“...I've been working since 2008 with Ruby / Ruby on Rails, love a bit of Elixir / Phoenix and learning Rust. I also poke through other people's code and make PRs for OpenSource Ruby projects that sometimes make it. Currently working for InPay...”

Rob Lacey (contact@robl.me)
Senior Software Engineer, Brighton, UK

upgrading Rails 3 to Rails 4 and try

In a Rails project I am using the ZendeskAPI gem to integrate with Zendesk. It’s a simple integration with Hash-like objects representing the remote data.

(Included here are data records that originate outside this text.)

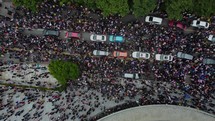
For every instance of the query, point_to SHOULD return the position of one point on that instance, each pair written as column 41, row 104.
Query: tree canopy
column 173, row 8
column 30, row 4
column 64, row 71
column 113, row 7
column 143, row 7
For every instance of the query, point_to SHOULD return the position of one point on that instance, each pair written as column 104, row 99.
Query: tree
column 63, row 71
column 143, row 7
column 30, row 4
column 204, row 8
column 113, row 7
column 175, row 8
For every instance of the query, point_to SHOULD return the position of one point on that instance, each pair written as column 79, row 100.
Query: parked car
column 154, row 20
column 95, row 37
column 72, row 35
column 100, row 53
column 113, row 38
column 200, row 24
column 162, row 57
column 131, row 76
column 120, row 54
column 211, row 38
column 208, row 61
column 177, row 24
column 143, row 55
column 184, row 56
column 49, row 32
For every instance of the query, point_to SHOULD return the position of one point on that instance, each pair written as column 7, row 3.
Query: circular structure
column 159, row 113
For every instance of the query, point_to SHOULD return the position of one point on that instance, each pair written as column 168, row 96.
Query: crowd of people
column 193, row 79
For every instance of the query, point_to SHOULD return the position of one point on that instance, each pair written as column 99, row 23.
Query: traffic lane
column 85, row 36
column 37, row 32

e.g. ZendeskAPI::User #- is a kind of Hash with magic methods

Subtle differences between Rails 3 and 4 make Jack a dull boy.

Rails 3

# just calls send on source if it is not nil
user.try(:id)
def try(*a, &b)
  if a.empty? && block_given?
    yield self
  else
    __send__(*a, &b)
  end
end

Rails 4

# just calls send on source if it isn’t nil and responds to ‘id'
user.try(:id)
def try(*a, &b)
  try!(*a, &b) if a.empty? || respond_to?(a.first)
end

user can potentially be nil at any point we when we call try on it, it will always return nil because the ZendeskAPI::User does not respond to the those methods. So in cases where you might be overriding method_missing try most certainly won’t work.

However, ‘try’ takes a block…so I discovered quite by accident that I can do this instead

source.try(&:id)

This works because if the first argument is empty it simply instance_evals the block I gave it, which calls ‘id’. And relax.